Almost as soon as he took his seat in front of the microphone, the FDA’s top food safety official, David Acheson, went off script, starting not with his prepared testimony but with news of the Salmonella saintpaul finding in Mexico, information he said he had learned just two hours before the hearing.

The discovery did not let the FDA and the CDC off the hook entirely. Rep. Dennis Cardoza, D-Calif., chairman of the House Agriculture subcommittee, asked Acheson to get back to the panel with answers to several questions, including when he first heard CDC officials suspected jalapeno peppers were making people sick.

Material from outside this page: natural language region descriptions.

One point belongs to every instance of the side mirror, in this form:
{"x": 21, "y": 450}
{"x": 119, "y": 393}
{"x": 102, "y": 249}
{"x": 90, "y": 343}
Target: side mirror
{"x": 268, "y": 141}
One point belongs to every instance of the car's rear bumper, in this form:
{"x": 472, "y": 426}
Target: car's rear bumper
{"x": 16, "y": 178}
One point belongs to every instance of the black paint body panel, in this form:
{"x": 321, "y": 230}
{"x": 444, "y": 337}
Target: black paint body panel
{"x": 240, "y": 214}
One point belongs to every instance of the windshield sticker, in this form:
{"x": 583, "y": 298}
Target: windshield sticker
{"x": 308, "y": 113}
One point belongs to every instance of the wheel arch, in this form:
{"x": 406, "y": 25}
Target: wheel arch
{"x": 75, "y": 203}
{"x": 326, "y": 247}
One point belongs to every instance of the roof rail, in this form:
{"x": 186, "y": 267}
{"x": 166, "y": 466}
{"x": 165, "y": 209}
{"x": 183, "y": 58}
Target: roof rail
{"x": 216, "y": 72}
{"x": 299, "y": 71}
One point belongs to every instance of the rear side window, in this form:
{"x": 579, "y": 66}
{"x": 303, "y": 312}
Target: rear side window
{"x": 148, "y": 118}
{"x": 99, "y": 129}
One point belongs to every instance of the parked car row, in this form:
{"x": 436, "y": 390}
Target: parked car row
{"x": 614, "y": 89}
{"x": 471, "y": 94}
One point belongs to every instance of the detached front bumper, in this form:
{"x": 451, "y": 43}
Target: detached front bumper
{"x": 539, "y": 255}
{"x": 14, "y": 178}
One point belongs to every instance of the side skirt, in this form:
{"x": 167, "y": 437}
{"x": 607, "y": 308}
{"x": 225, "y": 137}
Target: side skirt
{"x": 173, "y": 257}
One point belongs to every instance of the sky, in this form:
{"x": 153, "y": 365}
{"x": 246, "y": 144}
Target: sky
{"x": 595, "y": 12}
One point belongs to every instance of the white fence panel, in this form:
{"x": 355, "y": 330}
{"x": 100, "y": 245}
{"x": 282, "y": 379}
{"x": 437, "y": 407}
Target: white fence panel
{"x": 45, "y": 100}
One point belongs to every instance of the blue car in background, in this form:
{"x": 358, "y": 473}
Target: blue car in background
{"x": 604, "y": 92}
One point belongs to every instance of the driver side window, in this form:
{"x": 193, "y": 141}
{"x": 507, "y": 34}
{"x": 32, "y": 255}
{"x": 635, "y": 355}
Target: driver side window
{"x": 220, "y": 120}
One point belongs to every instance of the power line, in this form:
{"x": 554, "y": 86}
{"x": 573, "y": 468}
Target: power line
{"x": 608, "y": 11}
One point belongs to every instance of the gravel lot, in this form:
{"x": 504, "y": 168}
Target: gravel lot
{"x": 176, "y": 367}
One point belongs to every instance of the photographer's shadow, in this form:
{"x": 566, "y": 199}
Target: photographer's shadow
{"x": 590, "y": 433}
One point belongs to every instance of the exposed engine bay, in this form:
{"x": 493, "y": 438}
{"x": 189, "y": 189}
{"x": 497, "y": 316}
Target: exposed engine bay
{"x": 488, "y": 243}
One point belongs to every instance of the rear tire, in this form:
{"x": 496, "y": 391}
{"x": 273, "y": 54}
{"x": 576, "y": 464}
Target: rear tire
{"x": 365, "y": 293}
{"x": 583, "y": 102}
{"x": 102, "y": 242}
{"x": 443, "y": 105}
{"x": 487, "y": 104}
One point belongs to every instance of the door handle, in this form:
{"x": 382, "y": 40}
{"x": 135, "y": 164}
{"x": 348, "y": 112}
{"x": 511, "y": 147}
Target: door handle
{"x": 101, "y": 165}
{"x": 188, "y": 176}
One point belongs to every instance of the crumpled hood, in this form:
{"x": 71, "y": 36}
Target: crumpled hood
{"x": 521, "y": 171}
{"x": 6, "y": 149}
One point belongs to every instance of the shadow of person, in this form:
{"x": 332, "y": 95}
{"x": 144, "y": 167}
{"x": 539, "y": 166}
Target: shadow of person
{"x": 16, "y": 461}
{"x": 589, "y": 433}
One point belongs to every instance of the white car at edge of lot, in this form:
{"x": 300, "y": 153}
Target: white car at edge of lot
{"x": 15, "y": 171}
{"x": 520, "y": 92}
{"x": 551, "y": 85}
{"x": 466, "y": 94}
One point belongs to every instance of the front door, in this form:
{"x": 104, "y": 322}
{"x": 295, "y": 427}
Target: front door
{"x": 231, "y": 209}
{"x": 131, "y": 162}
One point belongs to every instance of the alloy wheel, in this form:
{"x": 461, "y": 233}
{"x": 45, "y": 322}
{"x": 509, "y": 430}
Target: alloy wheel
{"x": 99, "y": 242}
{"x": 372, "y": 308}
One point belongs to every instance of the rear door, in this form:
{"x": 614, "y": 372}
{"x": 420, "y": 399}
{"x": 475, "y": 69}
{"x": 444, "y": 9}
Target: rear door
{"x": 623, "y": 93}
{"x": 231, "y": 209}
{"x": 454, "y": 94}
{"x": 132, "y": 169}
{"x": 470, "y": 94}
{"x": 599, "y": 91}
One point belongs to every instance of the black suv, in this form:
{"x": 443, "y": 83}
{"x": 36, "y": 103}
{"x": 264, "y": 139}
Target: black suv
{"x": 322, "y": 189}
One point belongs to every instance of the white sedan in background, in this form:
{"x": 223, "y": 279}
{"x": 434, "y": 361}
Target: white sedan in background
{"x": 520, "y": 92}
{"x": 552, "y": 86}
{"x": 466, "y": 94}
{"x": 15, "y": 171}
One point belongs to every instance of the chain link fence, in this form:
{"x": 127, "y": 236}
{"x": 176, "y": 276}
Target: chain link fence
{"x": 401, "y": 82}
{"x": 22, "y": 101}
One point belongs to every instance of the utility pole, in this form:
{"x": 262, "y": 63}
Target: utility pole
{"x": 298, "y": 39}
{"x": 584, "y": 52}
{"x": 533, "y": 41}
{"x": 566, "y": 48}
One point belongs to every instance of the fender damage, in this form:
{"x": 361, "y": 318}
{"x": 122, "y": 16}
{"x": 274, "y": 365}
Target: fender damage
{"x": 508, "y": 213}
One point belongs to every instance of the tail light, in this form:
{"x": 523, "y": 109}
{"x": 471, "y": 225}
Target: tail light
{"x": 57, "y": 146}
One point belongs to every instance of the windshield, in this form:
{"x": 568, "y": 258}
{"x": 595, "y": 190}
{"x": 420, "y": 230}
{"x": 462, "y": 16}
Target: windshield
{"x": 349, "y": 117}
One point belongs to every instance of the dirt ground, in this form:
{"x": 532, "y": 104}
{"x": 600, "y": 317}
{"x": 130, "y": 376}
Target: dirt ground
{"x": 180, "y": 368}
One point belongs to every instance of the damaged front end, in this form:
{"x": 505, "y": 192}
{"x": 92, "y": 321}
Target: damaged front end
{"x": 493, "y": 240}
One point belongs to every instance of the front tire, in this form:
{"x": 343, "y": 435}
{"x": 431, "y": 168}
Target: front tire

Investigators did not look into whether jalapeno and serrano peppers could be making people sick until early July when people continued to get sick despite a nationwide warning against eating raw red plum, Roma and vineless red round tomatoes.

Investigators have yet to find a contaminated tomato, and many growers assert that tomatoes were never involved. FDA and CDC officials, however, continued to insist that tomatoes and jalapeno peppers could have spread the bacteria if they were contaminated on the same farm or if one cross-contaminated the other somewhere in the distribution chain.

The discovery of Salmonella saintpaul in both jalapeno and serrano peppers partly vindicated proponents of that theory. Acheson told lawmakers Wednesday that investigators may still find a packing facility or warehouse where tomatoes and jalapeno and serrano peppers crossed paths.

“We know (the salmonella) was on two (produce items); it could easily have been on three,” Acheson said. “It is certainly plausible that tomatoes were responsible for the early phases.”